Saturday, October 10, 2020

Comics Review: X-ED OUT by Charles Burns

X-ED OUT by Charles Burns (Pantheon, October 2010)  Graphic Novel. Hardcover, 56 pages. ISBN # 0307379132 / 978030737139 Book One of the Last Look trilogy


Summary on the Goodreads website . . . . .


Doug is having a strange night. A weird buzzing noise on the other side of the wall has woken him up, and there, across the room, next to a huge hole torn out of the bricks, sits his beloved cat, Inky. Who died years ago. But who’s nonetheless slinking out through the hole, beckoning Doug to follow.


What’s going on? To say any more would spoil the freaky, Burnsian fun, especially because X’ed Out, unlike Black Hole, has not been previously serialized, and every unnervingly meticulous panel will be more tantalizing than the last...  




My Three-Star Review on the Goodreads website . . . .


     I haven't read anything like this since my college years when I frequented a book and music store that carried underground comics, where I read my share of Zap Comics, Fabulous Furry Freak Brothers, and Death Gasp. This has the look and feel of those experimental tomes. 


     This is the first part of a trilogy, and I expect the later volumes to hopefully offer an explanation of what is going on. Not sure if I'm going along for the ride, but I might check to see if the county library has copies of the next two volumes or the complete collection. 

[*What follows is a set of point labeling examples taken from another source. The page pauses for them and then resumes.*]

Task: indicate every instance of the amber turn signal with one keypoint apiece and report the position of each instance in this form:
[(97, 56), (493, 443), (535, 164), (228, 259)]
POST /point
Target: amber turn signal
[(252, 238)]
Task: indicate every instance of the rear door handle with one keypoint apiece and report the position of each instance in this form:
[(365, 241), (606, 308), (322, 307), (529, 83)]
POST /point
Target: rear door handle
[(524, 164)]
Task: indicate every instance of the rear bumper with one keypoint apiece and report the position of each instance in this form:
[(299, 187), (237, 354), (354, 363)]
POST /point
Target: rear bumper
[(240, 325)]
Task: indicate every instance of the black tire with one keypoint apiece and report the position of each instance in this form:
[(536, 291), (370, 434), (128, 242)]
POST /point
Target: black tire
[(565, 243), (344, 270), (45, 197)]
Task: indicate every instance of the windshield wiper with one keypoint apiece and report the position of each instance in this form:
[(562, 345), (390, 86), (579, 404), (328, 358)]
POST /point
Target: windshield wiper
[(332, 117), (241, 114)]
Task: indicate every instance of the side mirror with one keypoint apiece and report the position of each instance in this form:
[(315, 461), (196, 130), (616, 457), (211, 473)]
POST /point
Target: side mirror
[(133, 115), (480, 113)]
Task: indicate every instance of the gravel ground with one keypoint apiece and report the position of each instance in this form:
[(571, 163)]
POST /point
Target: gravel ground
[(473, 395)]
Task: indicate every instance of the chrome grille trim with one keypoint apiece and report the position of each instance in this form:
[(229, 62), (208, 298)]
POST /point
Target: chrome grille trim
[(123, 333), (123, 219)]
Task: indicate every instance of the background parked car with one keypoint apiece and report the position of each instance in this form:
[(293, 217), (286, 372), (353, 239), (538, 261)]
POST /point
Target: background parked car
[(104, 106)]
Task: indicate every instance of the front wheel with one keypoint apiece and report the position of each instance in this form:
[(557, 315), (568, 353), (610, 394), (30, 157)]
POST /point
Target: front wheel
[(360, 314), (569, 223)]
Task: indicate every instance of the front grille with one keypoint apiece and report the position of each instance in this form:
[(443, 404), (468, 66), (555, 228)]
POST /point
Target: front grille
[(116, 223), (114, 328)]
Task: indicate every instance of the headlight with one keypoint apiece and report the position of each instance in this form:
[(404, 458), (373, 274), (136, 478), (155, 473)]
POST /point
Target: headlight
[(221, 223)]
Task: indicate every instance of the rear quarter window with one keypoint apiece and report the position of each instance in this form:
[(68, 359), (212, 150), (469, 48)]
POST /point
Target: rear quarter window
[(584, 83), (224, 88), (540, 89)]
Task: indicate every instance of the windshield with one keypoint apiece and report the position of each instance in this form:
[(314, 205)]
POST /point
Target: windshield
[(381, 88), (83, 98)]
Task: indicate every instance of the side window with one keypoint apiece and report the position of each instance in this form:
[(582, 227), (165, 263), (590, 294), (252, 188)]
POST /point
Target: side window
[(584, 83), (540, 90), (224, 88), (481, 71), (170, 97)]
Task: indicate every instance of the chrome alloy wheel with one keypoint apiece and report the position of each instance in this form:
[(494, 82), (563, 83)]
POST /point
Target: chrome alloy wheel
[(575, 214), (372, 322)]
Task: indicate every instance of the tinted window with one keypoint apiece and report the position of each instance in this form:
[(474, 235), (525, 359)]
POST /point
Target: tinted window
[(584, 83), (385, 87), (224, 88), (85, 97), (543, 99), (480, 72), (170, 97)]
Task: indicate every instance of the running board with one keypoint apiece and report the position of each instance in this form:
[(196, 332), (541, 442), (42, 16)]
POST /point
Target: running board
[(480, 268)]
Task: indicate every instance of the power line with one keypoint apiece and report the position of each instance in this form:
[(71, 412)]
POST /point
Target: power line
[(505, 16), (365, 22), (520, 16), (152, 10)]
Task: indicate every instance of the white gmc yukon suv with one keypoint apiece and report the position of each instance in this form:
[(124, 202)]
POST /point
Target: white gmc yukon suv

     Burns leaves plenty for the reader to figure out in X-ed Out. I read this with others as part of a monthly book club, and there were many theories expressed. 


     My guess is that the protagonist had a nasty accident (hinted at) or a traumatic experience (hinted at) that caused him to black out some of the memories. In his recovery, taking drugs (either prescribed or copped from his apparently deceased father) he drifts in and out of dream states where he utilizes a hole in his bedroom wall to enter another dimension of weirdness. 


     The art is stylistic, expressive and often quite disturbing. Prominent themes are fetal pigs, worms, bondage, alien fetuses, bullying lizard men, a dead cat with apparently one more life, eggs and more. Some images recall The Adventures Of Tin Tin, particularly the cover with the discovery of a bright giant egg in a devastated world. 


     I was entertained by this in spite of the strangeness.